National Cancer Institute (NCI) Clinical Proteomic Tumor Analysis Consortium (CPTAC) scientists have released a dataset of proteins and phosphopeptides identified through deep proteomic and phosphoproteomic analysis of breast tumor samples, previously genomically analyzed by The Cancer Genome Atlas (TCGA). This is the largest-ever public dataset of proteins designed to complement deep genomic sequencing data on the same tumor (breast cancer), and is publicly available at the CPTAC Data Portal (data released on February 20, 2014).

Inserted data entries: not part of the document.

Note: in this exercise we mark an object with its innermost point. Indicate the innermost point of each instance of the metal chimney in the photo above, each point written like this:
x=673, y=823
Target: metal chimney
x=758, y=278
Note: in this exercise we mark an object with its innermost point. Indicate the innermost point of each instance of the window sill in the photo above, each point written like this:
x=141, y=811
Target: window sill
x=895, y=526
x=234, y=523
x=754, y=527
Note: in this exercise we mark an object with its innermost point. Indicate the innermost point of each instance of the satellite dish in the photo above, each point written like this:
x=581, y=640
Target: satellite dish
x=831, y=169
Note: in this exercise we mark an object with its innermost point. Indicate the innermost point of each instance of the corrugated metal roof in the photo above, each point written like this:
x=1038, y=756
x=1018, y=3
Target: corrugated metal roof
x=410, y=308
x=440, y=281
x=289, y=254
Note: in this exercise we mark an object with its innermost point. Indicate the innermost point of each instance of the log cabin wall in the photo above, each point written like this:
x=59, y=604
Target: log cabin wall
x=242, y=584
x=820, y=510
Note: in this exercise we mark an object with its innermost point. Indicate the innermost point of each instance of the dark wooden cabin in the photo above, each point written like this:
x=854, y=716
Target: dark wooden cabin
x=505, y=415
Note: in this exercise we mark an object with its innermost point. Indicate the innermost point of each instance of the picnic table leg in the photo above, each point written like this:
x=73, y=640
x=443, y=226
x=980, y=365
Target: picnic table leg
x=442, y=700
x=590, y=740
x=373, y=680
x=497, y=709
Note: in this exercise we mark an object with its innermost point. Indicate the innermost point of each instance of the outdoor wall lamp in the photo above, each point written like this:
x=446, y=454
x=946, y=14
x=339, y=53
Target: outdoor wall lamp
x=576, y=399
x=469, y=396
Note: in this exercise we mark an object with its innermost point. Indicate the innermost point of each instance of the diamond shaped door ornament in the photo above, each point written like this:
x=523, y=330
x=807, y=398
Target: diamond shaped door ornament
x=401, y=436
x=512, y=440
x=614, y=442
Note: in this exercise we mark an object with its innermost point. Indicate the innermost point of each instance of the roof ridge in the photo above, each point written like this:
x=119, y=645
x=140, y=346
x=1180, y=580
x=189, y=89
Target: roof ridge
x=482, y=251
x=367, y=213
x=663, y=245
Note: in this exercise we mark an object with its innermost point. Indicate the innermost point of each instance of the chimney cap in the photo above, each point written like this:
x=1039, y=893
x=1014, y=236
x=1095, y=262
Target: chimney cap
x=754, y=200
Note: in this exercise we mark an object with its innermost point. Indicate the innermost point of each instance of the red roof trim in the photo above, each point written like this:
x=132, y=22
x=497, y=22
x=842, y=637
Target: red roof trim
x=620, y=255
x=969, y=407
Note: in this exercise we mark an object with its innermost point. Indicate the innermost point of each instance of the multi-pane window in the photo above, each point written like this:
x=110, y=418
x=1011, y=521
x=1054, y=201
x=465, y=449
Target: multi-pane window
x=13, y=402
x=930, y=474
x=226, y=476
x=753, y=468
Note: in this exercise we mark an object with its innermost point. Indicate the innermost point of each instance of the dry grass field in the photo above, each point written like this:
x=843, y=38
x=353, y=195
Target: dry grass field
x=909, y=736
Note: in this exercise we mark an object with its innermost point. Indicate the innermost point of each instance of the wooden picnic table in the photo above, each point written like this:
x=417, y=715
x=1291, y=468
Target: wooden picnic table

Researchers from the Broad Institute of Harvard and Massachusetts Institute of Technology, Fred Hutchinson Cancer Research Center and Washington University of St. Louis worked together to produce this comprehensive dataset. This dataset of clinical tumors includes 105 TCGA breast cancer samples analyzed using iTRAQ protein quantification methods. Samples selected for analysis are from each of the four breast tumor subtypes (Lumina A, Luminal B, Basal-like, HER2-enriched) described in the previous TCGA publication. On average, greater than 8000 proteins and 12000 phosphopeptides are quantified per tumor sample.
This dataset provides researchers the opportunity to develop and test novel proteogenomic integration tools and algorithms to extend our knowledge of the biological underpinnings of cancer. It also represents the second dataset release of proteins comprehensively identified through deep proteomic analysis of tumors previously genomically analyzed by TCGA (colorectal cancer deep proteomic dataset was released on September 4, 2013). The data are embargoed for publications until the publication of the global analysis paper or until May 26, 2015.